Smaller SBA microlenders such as the Business Center for New Americans, which focuses on refugees and immigrants, frequently work with those who have no credit at all to help them get loans.

Up to 70 percent of Business Center for New Americans' borrowers are repeat borrowers, said Yanki Tshering, the center's director, adding that the microlender is on track to make 200 loans this year compared to 112 in 2008 before the stimulus program.

Working first with a small-business service center to put documents in order speeds up the process considerably, said Accion's Harman. The process of clearing up credit reports can delay loans for as much as six months to a year. But once loan officers are able to build a profile and complete site visits, a loan decision can be made within a week and the loan can be disbursed immediately, she said.

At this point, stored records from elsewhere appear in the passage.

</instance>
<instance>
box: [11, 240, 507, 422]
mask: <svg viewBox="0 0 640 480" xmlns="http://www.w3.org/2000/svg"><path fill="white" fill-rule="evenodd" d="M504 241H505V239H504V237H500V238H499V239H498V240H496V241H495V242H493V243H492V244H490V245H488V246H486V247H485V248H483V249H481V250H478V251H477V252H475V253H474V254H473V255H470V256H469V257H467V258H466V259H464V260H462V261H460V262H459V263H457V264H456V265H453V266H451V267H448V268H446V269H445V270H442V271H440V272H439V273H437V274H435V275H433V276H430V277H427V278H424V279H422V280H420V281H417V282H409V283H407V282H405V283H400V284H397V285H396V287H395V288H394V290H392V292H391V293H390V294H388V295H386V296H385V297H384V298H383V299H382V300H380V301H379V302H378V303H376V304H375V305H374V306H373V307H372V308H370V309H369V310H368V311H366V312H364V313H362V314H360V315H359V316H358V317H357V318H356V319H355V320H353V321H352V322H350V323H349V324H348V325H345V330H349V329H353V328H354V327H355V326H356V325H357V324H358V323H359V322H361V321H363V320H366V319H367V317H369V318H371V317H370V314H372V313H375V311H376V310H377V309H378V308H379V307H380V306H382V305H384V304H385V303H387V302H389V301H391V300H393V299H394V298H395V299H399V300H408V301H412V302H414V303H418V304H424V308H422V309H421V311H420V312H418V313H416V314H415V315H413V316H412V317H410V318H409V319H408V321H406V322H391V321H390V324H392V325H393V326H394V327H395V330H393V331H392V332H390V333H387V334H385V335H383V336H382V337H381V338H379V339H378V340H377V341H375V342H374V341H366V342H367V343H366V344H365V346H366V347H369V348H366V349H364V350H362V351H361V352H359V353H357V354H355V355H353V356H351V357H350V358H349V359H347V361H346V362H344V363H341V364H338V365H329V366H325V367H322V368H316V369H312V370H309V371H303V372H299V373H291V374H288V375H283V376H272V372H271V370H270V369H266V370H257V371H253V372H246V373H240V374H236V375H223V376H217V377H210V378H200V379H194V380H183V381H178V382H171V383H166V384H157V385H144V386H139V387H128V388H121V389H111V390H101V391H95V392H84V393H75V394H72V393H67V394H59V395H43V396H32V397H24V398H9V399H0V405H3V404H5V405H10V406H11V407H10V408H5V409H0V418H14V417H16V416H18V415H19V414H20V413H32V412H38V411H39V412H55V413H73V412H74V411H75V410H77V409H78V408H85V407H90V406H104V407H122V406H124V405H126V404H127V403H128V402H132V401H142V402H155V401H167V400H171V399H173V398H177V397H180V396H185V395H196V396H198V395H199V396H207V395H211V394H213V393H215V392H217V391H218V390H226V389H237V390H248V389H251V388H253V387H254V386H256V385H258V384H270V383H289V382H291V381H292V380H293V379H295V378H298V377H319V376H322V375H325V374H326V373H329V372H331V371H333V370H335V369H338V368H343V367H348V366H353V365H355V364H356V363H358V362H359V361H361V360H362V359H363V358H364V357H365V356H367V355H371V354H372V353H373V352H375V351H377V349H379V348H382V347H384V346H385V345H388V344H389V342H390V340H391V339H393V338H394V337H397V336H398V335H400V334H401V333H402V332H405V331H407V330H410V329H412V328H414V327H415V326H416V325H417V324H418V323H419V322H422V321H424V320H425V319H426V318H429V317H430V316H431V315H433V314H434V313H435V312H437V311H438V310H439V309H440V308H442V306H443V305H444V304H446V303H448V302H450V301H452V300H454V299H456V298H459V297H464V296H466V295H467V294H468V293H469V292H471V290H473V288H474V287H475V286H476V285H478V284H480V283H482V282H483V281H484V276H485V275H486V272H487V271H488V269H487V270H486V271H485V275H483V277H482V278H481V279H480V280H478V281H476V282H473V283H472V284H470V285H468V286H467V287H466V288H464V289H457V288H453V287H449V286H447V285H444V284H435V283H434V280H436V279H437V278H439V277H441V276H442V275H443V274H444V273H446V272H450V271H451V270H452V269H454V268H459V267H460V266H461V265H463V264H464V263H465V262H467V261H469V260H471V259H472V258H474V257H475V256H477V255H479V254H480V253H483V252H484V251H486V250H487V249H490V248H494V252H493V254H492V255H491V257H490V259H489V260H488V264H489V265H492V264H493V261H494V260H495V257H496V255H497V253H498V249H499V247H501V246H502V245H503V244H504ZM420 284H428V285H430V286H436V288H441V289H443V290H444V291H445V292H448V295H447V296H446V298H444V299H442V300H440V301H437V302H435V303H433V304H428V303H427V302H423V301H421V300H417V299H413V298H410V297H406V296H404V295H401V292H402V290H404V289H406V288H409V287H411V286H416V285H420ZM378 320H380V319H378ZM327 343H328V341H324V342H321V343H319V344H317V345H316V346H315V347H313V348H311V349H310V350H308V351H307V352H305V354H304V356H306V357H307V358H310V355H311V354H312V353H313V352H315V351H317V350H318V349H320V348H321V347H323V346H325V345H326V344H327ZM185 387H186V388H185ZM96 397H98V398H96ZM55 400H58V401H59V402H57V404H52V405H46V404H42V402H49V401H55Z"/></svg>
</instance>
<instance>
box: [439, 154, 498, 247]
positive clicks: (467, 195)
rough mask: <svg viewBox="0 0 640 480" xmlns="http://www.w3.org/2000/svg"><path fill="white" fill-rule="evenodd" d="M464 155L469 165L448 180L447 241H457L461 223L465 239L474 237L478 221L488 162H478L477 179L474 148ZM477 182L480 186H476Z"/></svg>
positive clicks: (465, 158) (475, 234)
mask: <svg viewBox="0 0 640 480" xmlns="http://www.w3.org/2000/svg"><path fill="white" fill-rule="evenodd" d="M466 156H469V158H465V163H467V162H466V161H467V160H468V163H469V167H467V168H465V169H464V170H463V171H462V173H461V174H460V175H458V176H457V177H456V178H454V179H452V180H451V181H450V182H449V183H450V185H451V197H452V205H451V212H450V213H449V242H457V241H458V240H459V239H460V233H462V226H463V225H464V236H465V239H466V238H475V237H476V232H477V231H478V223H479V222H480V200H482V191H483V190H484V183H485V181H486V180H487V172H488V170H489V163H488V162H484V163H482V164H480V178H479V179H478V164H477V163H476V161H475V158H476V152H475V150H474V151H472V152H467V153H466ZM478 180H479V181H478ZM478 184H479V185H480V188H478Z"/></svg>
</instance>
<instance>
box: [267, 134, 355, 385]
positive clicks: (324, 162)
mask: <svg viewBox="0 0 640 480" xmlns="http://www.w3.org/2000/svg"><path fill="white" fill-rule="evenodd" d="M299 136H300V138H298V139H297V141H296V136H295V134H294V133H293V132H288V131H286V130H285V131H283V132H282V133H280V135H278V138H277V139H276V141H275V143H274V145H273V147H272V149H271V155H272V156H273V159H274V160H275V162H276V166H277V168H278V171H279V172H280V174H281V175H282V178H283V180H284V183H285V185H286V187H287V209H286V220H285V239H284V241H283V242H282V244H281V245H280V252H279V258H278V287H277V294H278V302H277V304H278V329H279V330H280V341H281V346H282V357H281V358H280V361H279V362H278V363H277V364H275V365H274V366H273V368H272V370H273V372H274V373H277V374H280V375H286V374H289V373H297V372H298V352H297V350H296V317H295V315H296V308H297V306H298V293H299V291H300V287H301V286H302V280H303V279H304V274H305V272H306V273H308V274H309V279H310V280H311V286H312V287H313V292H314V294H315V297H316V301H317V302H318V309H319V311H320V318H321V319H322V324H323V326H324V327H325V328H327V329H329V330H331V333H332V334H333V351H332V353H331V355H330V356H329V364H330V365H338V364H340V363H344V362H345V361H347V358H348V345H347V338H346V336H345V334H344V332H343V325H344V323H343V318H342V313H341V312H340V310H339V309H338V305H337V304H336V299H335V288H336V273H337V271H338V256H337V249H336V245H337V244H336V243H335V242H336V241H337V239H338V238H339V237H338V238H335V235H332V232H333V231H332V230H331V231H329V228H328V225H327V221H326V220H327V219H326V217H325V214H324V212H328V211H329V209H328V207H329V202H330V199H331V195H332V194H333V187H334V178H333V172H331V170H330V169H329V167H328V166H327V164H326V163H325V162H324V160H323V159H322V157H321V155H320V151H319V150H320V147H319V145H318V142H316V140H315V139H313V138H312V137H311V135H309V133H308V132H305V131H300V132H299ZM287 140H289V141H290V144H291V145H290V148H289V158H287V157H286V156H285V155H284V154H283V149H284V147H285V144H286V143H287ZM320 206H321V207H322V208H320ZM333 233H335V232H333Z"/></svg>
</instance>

"It was an easy process. The application was only a page or two long," said Ted Cooper, who owns Fresh Look Remodeling, a New York-based energy-audit business.

Struggling with working capital needs and faced with laying off his six workers, Cooper applied to a few big banks, one of which asked for $15,000 worth of collateral.


"If I had that, I wouldn't have needed to borrow it," Cooper said. At Accion, he said, "I didn't have to put up my firstborn."

Cooper received a $10,000, two-year loan from Accion's Green Loan program, which offers unsecured loans to green businesses with SBA funding at a reduced 9 percent interest rate. "With the credit score I was working with, the rate was fantastic," Cooper said.

Accion has a few guidelines, which includes a credit score above 575, but Harman said that such requirements aren't set in stone.

"They are guidelines, but the key determinant is if the business is able to handle additional payments without crippling their business," Harman said.

Still, according to a Congressional Research Service in 2010, only about 1 percent of small businesses are helped by these loans, and a separate survey showed small-business owners consistently place financing issues near the bottom of their most pressing concerns.

Just 5 percent of small-business owners said obtaining loans was a critical problem, according to a National Federation of Independent Business survey in early 2008 of 3,530 small-business owners.

But small businesses were simply more wary of taking on liabilities in turbulent times, said SBA's Raghavan. According to an SBA study, more than half of the 736,000 jobs lost in the first two quarters of 2008 were lost in small firms.

"Small businesses that actually need credit have to rely on SBA support," Raghavan said. "And when small businesses need credit, they really need it."


"The important message is that we're here," Accion's Harman said. "We're making loans, and we encourage businesses not to give up hope if they have gone looking for capital."